Disebutkan bahwa sejak tahun 1969/1970 telah berlangsung proses pemusatan pemilikan atau penguasaan tanah baik di kota maupun di desa. Penguasaan tanah secara guntai oleh orang kota ataupun penggunaannya untuk bangunan gedung peristirahatan dan untuk hal-hal yang tidak produktif, merupakan pemborosan pengurasan sosial ekonomi pedesaan.

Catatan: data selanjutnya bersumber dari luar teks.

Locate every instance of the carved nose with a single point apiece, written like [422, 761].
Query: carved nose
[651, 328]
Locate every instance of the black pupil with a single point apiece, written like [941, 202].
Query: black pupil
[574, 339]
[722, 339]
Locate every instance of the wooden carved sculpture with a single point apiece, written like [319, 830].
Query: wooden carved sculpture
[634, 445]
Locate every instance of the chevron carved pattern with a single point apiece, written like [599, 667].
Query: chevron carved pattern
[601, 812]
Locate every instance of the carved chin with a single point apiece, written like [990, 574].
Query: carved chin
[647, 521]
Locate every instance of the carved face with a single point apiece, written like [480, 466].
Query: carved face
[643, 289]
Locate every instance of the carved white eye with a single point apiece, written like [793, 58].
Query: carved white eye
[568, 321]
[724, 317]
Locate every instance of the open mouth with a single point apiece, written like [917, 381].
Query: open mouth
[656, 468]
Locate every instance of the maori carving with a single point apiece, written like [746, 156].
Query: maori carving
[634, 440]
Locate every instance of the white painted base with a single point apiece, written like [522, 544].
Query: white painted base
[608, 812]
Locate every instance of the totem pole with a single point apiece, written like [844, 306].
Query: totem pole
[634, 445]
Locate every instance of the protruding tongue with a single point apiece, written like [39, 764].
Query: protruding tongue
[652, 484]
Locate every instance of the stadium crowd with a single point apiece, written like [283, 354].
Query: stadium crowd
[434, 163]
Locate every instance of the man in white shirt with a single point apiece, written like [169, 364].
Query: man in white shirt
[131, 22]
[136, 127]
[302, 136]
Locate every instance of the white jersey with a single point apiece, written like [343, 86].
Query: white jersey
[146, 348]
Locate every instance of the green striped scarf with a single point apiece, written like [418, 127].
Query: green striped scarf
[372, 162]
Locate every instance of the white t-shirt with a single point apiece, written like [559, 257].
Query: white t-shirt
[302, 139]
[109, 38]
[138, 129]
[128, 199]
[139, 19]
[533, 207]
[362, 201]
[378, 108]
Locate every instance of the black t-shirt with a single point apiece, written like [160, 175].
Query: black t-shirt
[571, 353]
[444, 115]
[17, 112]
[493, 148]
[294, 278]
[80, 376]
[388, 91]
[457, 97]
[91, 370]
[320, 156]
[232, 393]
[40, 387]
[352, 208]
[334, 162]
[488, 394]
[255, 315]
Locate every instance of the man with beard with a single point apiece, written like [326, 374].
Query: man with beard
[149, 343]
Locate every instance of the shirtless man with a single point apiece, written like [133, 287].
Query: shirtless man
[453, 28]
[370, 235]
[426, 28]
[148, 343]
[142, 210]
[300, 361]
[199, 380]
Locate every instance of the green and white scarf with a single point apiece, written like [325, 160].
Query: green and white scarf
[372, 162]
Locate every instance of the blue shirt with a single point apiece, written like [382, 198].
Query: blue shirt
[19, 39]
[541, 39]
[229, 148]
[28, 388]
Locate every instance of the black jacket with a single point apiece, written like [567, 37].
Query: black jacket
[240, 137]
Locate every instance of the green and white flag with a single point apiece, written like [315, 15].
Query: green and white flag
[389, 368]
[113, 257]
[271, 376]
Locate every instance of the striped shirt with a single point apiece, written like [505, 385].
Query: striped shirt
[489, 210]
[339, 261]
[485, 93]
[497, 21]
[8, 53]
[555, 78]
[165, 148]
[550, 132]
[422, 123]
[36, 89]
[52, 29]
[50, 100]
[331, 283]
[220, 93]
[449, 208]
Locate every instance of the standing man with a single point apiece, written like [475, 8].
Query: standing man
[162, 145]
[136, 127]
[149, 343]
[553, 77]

Sejak tahun 1970/1971 land reform tidak lagi didukung oleh dana APBN, sehingga sebagian besar ganti-rugi atas tanah yang menjadi obyeknya belum dilunasi.
Selain itu terdapat pula kelemahan dalam organisasi land reform dan administrasi pertanahan. Berbagai bentuk ketimpangan dan penyimpangan dalam penguasaan tanah menimbulkan keresahan dalam masyarakat.
"Rata-rata kaum tani dan penduduk kota yang lemah ekonominya belum menikmati pemerataan dan keadilan dalam rangka penggunaan tanah sebagai sumber kemakmuran rakyat," kata pernyataan HKTI.
Dalam hubungan ini HKTI berpendapat bahwa petani kecil dan penduduk ekonomi lemah di kota perlu dijamin dan dilindungi haknya atas tanah untuk menghadapi ketamakan kaum bermodal dan spekulan. Untuk itu, land reform harus dilakukan secara konsekwen. Karena ini merupakan kunci berhasilnya pembangunan pertanian dan pedesaan, peningkatan produksi serta peningkatan pendapatan petani.
Musyawarah Nasional I HKTI yang berlangsung dari 13-17 Februari diikuti oleh 620 peserta, yang terdiri dari 45 orang dari DPP HKTI, 532 utusan dari 266 cabang HKTI dan 71 utusan dari 27 propinsi, termasuk Timor Timur. (DTS)
…
Jakarta, Kompas
Sumber: KOMPAS (19/02/1979)
—
Dikutip sesuai tulisan dan ejaan aslinya dari buku "Presiden RI Ke II Jenderal Besar HM Soeharto dalam Berita", Buku V (1979-1980), Jakarta: Antara Pustaka Utama, 2008, hal. 447-450.